SergeyKostrov · ‎05-15-2017

>>...do you think it's a bad idea to repeat the computation in more cycles and then compute an average time? I mean, for example, >>to create a for loop of, let's say,100 repeats of a function call and then divide the overall computation time by 100. What do you think? This is a right way to obtain more consistent performance results and take into account that 1st iteration could be considered as a warm up. >>...100 repeats of a function call... In general, a number of repeats should be dependent on a data set size. That is, for small data sets it could be Ns, and for large data sets it could be Nl, where Ns > Nl. I also try to boost a priority of processing to Above Normal or High from Normal ( a boost to Real Time priority is Not recommended ).

jimdempseyatthecove · ‎05-17-2017

The strategy for timing an application (or function/loop therein) depends entirely on the application. If the application is only going to have 1 region and enter it only once, then maybe a handful of test runs would be appropriate. These tests to be run from a batch .bat or script .sh so as to include application load time as well as invalidation of initial process virtual memory.

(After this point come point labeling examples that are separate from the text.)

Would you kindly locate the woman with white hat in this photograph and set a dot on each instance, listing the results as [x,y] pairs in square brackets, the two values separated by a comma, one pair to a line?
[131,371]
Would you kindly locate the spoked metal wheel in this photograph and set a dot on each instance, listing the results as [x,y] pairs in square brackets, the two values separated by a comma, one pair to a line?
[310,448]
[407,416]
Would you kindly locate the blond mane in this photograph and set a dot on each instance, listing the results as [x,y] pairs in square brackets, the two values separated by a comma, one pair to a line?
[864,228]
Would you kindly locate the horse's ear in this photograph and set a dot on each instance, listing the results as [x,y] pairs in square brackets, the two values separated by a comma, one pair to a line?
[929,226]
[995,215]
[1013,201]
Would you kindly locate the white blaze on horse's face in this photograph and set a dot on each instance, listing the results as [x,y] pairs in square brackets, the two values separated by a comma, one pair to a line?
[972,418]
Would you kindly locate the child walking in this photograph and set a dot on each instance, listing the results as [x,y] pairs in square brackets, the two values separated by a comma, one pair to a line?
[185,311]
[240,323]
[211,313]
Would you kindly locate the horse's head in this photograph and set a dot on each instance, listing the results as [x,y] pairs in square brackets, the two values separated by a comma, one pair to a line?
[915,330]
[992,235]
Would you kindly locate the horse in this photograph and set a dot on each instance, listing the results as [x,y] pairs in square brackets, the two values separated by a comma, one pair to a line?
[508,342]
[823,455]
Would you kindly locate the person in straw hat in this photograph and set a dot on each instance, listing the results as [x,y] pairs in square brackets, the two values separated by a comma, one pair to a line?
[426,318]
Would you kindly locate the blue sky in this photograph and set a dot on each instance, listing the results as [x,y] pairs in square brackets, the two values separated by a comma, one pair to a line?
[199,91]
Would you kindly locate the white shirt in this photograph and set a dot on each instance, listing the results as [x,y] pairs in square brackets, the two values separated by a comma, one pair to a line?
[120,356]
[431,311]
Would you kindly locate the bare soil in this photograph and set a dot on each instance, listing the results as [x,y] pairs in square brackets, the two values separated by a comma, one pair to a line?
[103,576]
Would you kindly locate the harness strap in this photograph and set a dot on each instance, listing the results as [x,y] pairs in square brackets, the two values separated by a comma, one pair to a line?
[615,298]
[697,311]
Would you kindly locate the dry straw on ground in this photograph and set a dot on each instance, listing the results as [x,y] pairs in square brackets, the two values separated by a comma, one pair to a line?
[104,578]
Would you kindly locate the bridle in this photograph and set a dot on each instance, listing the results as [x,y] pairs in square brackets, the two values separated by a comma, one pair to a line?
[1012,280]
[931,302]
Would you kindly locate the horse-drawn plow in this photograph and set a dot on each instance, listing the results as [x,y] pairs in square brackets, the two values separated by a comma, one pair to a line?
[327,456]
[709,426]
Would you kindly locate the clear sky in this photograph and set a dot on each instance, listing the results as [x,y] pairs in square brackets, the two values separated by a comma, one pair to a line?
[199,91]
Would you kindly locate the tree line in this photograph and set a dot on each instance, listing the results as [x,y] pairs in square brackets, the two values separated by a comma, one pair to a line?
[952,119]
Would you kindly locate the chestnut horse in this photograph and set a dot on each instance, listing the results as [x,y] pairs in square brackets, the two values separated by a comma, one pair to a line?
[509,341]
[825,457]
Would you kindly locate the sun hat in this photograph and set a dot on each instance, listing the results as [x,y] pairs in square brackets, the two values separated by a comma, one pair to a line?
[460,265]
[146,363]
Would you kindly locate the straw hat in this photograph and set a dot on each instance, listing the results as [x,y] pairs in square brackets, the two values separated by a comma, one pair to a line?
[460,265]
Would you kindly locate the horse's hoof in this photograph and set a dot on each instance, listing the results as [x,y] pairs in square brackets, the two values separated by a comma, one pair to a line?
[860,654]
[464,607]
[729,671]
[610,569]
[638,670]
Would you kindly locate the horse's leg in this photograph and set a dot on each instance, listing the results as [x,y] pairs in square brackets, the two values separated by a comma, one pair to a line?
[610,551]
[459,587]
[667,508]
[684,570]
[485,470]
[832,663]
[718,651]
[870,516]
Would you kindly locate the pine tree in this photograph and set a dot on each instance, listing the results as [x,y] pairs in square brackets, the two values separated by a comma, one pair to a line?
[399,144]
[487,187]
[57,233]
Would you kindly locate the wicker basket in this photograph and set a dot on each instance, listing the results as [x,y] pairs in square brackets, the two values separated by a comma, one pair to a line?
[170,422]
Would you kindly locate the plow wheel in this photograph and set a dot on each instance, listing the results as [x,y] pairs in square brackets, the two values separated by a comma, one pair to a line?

However, if on the other hand the application has a main loop that is run many times, and this loop contains the outermost parallel region, then for code optimization tuning purposes, you'd place an iteration loop around such code, and then produce a list of runtimes per iteration. The number of iterations you make may depend on what else your system is doing during your test runs. When it is relatively idle, then maybe 3 iterations are sufficient, if system is periodically busy, then you may need to take more samples. While you can take the average of the runs, it may be better to look at:

a) first iteration (this includes thread pool instantiation, first touch of virtual memory, cache initialization)
b) fastest iteration (likely the time expected without interference by other processes/services running on the system)
c) average time excluding first iteration

You should also average the first iterations of several runs. These will be your baseline performance.

As you make changes to your code, you can then compare the new code against your baseline.

Jim Dempsey

SergeyKostrov · ‎05-17-2017

>>...When it is relatively idle, then maybe 3 iterations are sufficient... For small data sets that fit into L3 cache I usually use from 16 to 32 iterations to get consistent results and to reduce non-deterministic effects of OS task scheduler.